What do they make dreams for

When you got them jeans on

What do we need steam for

You the hottest bitch in this place

I feel so lucky,

Hey, hey, hey

You wanna hug me

Hey, hey, hey

What rhymes with hug me?

Hey, hey, hey

[Verse 3 - T.I.:]

One thing I ask of you

Lemme be the one you back that ass up to

From Malibu to Paris boo

Had a bitch, but she ain't bad as you

So, hit me up when you pass through

I'll give you something big enough to tear your ass in two

Swag on 'em even when you dress casual

I mean, it's almost unbearable

In a hundred years not dare would I

Pull a Pharcyde, let you pass me by

Nothin' like your last guy, he too square for you

He don't smack that ass and pull your hair like that

So I'm just watching and waitin'

For you to salute the true big pimpin'

Not many women can refuse this pimping

I'm a nice guy, but don't get confused, this pimpin'

[Breakdown - Robin Thicke:]

Shake your rump

Get down, get up-a

Do it like it hurt, like it hurt

What you don't like work

Hey!

[Verse 4 - Robin Thicke:]

Baby, can you breathe

I got this from Jamaica

It always works for me

Dakota to Decatur

No more pretending

Cause now you're winning

Here's our beginning

I always wanted a

[Hook - Robin Thicke]

The other day I got a Snapchat friend request from my ex-boyfriend of about 3 years ago. Since our painful, very “high school” breakup we’ve both moved on and I’m now in a secure relationship of 2 years while he’s been on and off with the girl he rebounded with. We stopped all contact after some very dramatic events post-breakup and I haven’t heard from him since. So, when I got his friend request, I saw it as an effort to make amends, squash the beef as we go into college. He sent me a long, charming message about how he’s “always wanted to reconnect with me but [his] (on/off) girlfriend got in the way but now that [they’re] broken up [he] can finally be the way [he’s] always wanted to with [me]. [He] feels so comfortable around [me], like [he] can say anything and do anything.”

Too comfortable.

He sent me pictures I didn’t ask for, pressured me to do the same after I repeatedly said no, and kept making advancements after I continuously rejected his requests. Not only do I have a boyfriend, but no means no, and that couldn’t get through his head. I eventually was forced to block him because he made me so uncomfortable, so insecure, that I couldn’t manage it anymore. The pressure became too much.

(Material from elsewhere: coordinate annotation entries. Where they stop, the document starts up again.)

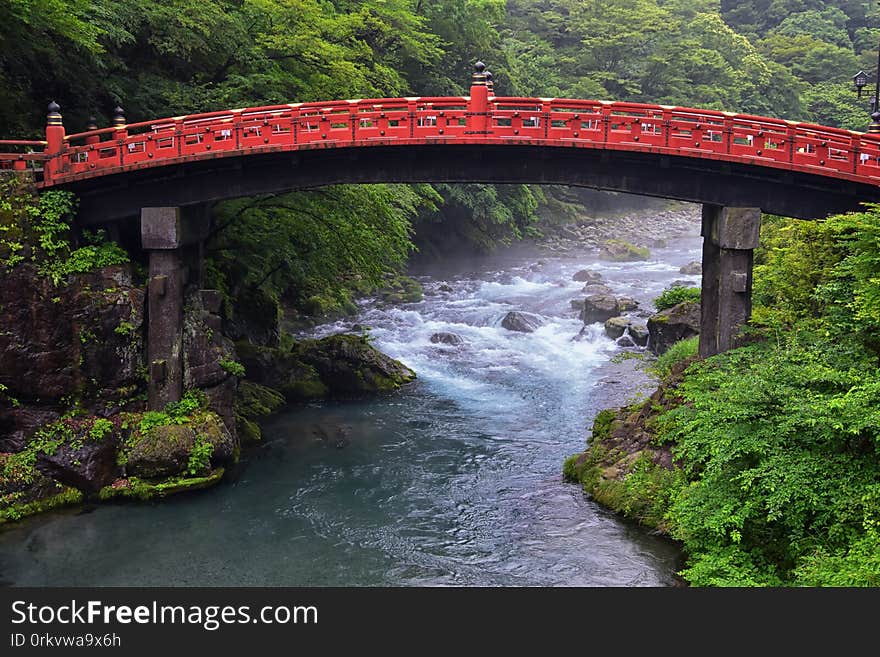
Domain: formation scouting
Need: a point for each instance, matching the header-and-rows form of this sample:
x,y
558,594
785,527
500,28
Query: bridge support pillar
x,y
165,235
730,236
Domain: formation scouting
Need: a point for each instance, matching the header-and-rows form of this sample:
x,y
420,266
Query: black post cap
x,y
479,78
54,115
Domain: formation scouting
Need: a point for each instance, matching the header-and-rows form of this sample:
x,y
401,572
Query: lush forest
x,y
787,58
776,443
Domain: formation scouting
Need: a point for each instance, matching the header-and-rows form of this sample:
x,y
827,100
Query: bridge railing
x,y
22,155
392,121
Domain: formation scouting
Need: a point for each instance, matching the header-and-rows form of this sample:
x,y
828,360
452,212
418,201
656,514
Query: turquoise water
x,y
453,481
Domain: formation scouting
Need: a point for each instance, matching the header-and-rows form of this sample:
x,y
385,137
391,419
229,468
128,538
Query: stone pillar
x,y
730,236
161,236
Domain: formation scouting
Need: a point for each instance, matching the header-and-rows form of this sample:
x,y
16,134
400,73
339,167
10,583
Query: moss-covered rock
x,y
253,402
626,467
336,366
145,489
171,449
401,289
672,325
623,251
350,365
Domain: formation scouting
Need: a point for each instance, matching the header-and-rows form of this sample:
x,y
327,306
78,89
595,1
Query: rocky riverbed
x,y
645,229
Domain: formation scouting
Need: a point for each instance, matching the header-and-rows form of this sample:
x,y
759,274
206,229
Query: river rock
x,y
340,365
165,450
627,303
599,308
444,337
673,324
350,365
639,334
587,276
616,327
693,268
596,288
82,460
521,322
622,251
332,434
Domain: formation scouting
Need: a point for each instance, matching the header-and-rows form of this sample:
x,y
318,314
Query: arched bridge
x,y
736,165
703,156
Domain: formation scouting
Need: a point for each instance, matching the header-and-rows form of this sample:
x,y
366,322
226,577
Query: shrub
x,y
678,352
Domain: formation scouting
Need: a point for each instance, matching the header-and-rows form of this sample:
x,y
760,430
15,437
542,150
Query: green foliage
x,y
100,429
179,412
678,352
794,257
38,230
200,456
675,295
232,367
780,445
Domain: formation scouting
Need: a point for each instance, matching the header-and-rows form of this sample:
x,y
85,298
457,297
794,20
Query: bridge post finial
x,y
54,140
478,106
92,125
119,123
479,77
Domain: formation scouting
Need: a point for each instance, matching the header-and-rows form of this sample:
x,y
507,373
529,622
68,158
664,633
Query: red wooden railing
x,y
477,119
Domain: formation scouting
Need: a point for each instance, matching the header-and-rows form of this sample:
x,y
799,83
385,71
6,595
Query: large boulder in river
x,y
617,326
599,308
627,303
444,337
587,276
639,334
521,322
693,268
597,288
169,449
339,365
673,324
622,251
636,334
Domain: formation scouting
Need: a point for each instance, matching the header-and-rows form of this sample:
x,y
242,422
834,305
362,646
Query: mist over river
x,y
455,480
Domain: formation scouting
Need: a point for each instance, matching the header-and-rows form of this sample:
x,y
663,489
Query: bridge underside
x,y
700,180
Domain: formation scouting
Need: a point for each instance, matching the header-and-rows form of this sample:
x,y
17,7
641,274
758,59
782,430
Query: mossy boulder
x,y
282,371
401,289
587,276
340,365
623,251
350,365
145,489
669,326
522,322
254,401
172,449
599,308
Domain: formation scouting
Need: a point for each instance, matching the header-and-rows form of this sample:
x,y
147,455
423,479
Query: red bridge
x,y
704,156
736,165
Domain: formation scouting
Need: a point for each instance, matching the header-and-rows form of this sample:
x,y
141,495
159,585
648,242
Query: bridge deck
x,y
684,132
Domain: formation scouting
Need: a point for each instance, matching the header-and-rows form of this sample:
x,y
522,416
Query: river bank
x,y
455,479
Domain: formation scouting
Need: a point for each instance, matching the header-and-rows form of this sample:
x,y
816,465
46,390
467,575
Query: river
x,y
456,480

Boys grow up learning that these “Blurred Lines” exist; that if a girl doesn’t say “no”, that she probably means “yes”, and if she doesn’t mean yes, she can be persuaded to change her mind.

The song, “Blurred Lines”, reinforces the idea that every woman has a “bad girl” side, an alter ego that she hides in an effort to not appear promiscuous. This idea only further hypersexualizes women in the sense that they’re repressing a sexual beast that men (boys) have to work hard to unleash. The problem with this song is that Robin Thicke assumes that the anonymous girl secretly wishes to have sex with him because “the way [she] grabs [him]” means that “[she] must wanna get nasty”. Dirty dancing in the club does not mean yes. Wearing skinny jeans does not mean yes. Simply being attractive does not mean yes. How long is it going to take American culture to stop teaching girls how to act and dress and start teaching boys not to assume, not to pressure, and not to rape? If she doesn’t say she wants it, then she doesn’t want it, whether it’s sex, nudes, or even just a raunchy text. The song runs with the idea that the “man” is bigger and stronger, so he obviously knows what he wants is equal to what the woman wants, she’s just too weak and timid to say so.

We live in an age where we need to teach women to say so, to speak their minds regardless of hurting anyone’s feelings or fear of the repercussions. If girls can say how they feel, then boys can stop assuming they know better. They don’t know better.

You may think that the criticisms of this song have been beaten like a dead horse. Until rape culture stops, the people fighting rape culture will not. There are girls who have had experiences much worse than mine, including ones they couldn’t just press the block button to abolish. So many times have women been trapped after silence was taken as consent, after “no” was taken as “maybe”. Until yes means yes, the female fire will flourish.